Guillermo del Toro’s Frankenstein—another sweeping, gothic fairy tale from the Oscar-winning director—started streaming on Netflix in early November. It’s the latest in a long list of film adaptations of Mary Shelley’s landmark novel, joining 1931’s Boris Karloff–helmed Frankenstein, the 1974 cult favorite Young Frankenstein, and Kenneth Branagh’s 1994 iteration, Mary Shelley’s Frankenstein. Del Toro’s version, starring Oscar Isaac as Victor Frankenstein and Jacob Elordi as the Creature, takes viewers from the frozen tundra to the halls of high society in Victorian England. 

This Frankenstein hit Netflix’s number-one spot soon after its release and with over 33 million views, remains in the streamer’s top 10 list. The New York Times describes the film as “lush, melodramatic, sweepingly romantic, and achingly emotional.” That’s in part because of Elordi’s performance, which critics roundly call a standout. But it’s also because of del Toro’s signature lens, which has a way of illuminating the human behind the monstrous. 

Ultimately, that is what Shelley’s story is all about, says Sarah Hanselman, a master lecturer in Boston University’s College of Arts & Sciences. Hanselman has a PhD in Victorian literature, and she teaches a Hub writing course on Frankenstein and its film adaptations for BU undergrads. She spoke with BU Today about del Toro’s movie and why we can’t get enough of Victor Frankenstein and his creation.

Q&A

with Sarah Hanselman

BU Today: What did you think of del Toro’s Frankenstein?

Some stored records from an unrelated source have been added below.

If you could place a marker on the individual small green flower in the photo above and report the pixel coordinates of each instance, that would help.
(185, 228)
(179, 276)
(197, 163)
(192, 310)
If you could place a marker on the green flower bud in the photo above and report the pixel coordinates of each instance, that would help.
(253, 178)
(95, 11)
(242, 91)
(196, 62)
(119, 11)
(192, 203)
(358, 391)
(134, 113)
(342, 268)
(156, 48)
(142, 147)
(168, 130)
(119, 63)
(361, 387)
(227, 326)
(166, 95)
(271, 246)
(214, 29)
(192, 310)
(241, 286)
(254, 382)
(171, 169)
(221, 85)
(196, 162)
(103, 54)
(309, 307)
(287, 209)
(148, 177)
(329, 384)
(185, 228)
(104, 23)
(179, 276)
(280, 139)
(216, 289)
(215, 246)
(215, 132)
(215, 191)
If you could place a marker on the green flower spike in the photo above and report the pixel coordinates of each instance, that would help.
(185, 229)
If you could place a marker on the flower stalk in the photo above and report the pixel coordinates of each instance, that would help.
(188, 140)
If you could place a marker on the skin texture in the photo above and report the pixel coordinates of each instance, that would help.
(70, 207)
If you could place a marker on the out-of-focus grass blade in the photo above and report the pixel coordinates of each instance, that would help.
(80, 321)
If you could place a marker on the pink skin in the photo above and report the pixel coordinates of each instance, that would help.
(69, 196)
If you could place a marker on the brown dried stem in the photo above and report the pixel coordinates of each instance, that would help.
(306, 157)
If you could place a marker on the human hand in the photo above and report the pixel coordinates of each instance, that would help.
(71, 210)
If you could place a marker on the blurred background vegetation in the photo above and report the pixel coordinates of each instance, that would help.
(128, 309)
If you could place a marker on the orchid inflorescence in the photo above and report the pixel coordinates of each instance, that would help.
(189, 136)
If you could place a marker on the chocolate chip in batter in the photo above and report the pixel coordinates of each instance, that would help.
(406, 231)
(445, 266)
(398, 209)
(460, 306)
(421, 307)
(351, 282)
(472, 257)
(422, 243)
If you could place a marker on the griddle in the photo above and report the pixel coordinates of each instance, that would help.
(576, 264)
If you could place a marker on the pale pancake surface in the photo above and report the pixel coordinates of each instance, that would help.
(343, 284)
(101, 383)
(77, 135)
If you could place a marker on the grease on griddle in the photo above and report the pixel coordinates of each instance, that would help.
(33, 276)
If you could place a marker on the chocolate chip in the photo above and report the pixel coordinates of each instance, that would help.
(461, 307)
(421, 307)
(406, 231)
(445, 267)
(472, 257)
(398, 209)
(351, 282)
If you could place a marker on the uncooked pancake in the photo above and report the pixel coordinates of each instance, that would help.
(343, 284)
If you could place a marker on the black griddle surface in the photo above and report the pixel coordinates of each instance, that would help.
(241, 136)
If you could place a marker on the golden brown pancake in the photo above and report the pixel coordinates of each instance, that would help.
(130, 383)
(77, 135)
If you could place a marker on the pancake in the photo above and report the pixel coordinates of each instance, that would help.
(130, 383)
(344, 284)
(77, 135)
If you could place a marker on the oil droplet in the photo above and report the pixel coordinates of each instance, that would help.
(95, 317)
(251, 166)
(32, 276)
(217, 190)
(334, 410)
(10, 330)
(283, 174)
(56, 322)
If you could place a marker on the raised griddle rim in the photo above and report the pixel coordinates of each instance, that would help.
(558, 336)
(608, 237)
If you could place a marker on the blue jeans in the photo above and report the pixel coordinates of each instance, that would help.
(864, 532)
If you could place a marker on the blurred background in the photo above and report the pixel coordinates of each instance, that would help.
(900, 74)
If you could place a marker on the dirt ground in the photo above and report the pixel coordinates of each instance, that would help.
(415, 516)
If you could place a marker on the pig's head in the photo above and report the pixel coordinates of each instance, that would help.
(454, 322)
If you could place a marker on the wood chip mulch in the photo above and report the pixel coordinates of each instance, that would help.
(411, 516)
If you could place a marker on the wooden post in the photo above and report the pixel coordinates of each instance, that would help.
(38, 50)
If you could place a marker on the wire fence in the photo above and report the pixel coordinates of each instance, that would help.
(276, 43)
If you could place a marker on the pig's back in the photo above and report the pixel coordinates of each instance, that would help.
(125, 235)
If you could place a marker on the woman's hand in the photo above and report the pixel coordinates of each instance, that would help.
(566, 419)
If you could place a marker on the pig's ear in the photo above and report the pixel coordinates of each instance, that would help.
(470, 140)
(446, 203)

Sarah Hanselman: I really like the film. I think del Toro gets at the heart of Victor’s grandiosity and his inability to consider other people. This hubris that he has in the novel really comes across in the film. And I thought that the Creature was portrayed extremely sympathetically. You have a real sense of why he’s so angry. In the book, Shelley’s point is that there is a cost for reproduction. She herself had a child who died after a month, and her own mother died just after Shelley was born. So the parenting—and lack of parenting—thing is really front and center in the film.

What I see del Toro doing that I thought was really interesting is, how do you take these themes of loneliness and loss, parent-child—especially father-son—relationships, and make them speak to us now? The change he makes that I’ve just been chewing over is that he makes the Creature immortal. That is by far the most poignant expression, because the Creature is miserable: he’s lonely and he can’t die. And at the very end of the film, he walks off into the Arctic, and it’s just heartbreaking. I thought that was a really interesting twist on how to make contemporary audiences feel that desperation, that loneliness.

Frankenstein trailer.

BU Today: What kinds of things does your class cover?

We start off by reading the novel. We talk a lot about narrative function—because the novel is shaped in a series of letters from a ship captain, Walton, describing how he and his crew found Victor Frankenstein in the Arctic, where he was chasing the Creature, after which Victor started telling Walton his life story. Part of the story Victor tells is how he remeets the Creature after a couple of years, and the Creature tells him his story. My students are always startled by how articulate and sympathetic the Creature is. A lot of them say that the Creature isn’t the monster; Victor is the monster for having abandoned him. So we have some really in-depth conversations about questions of education, nature versus nurture, parenting, abandonment, loneliness—all of these themes that the novel is really about. It’s not a horror story, except that to be lonely is horrible. 

For the film adaptations, we look at James Whale’s Frankenstein and The Bride of Frankenstein. Then I have students present on four other adaptations: Mary Shelley’s Frankenstein, Frankenweenie, The Rocky Horror Picture Show, and Ex Machina. We talk a lot about what an adaptation is to begin with. We have conversations about: what’s a particular filmmaker trying to do? Who was the audience? What was the environment like [when the movie came out]? What are the directors getting right about the story, and what do you feel like they’ve really dropped the ball on?

BU Today: Do you have a favorite adaptation? Where does del Toro’s version fall, in your opinion?

Photo: A black and white photo of 1931's Frankenstein.
Photo by Screen Prod/Alamy

I’d have to give it some space, because I saw this movie just recently and I don’t know if it’ll stand the test of time—but I think del Toro captures the themes of the novel most adequately. And he’s pretty true to the plot, which I appreciate. And he gives the Creature his voice; that really mattered to me. I liked the structure of the movie. I think this is probably the most faithful adaptation.

Kenneth Branagh’s version was also pretty faithful, but the central romance between Elizabeth and Victor [diverged from their more-modest storyline in the novel]. And I love the James Whale films, but they don’t bear any resemblance to the novel, really. And they have a lot to answer for, because that’s what everybody knows. If you ask my students at this point in the semester what comes to mind when they hear the word “Frankenstein,” they wouldn’t say, “a big, green, scary monster,” but that’s what they all say at the beginning of the class.

BU Today: Finally, what makes the story of Frankenstein so enduring? Why do we keep tuning in to remakes and reimaginings?

I often have students who want to take a psychological position on the novel for their research, and they start throwing around terms like “narcissist” and “attachment issues” and the like. Shelley didn’t have that language; she had that knowledge. We, as human beings, have not changed in the last 200 years. We still have the same drivers: we want love, we want acceptance. We’re still letting our science outrun our ethics. We still reject people who don’t look “right.” One of the things that I say to my students is, let’s be realistic here—we have a lot of sympathy for the Creature, but if he were to walk in the room right now, we’d be terrified. 

So I think it’s a really remarkable novel in that way, that it really touches on all these very human emotions and experiences and foibles.

This interview has been condensed and edited for clarity.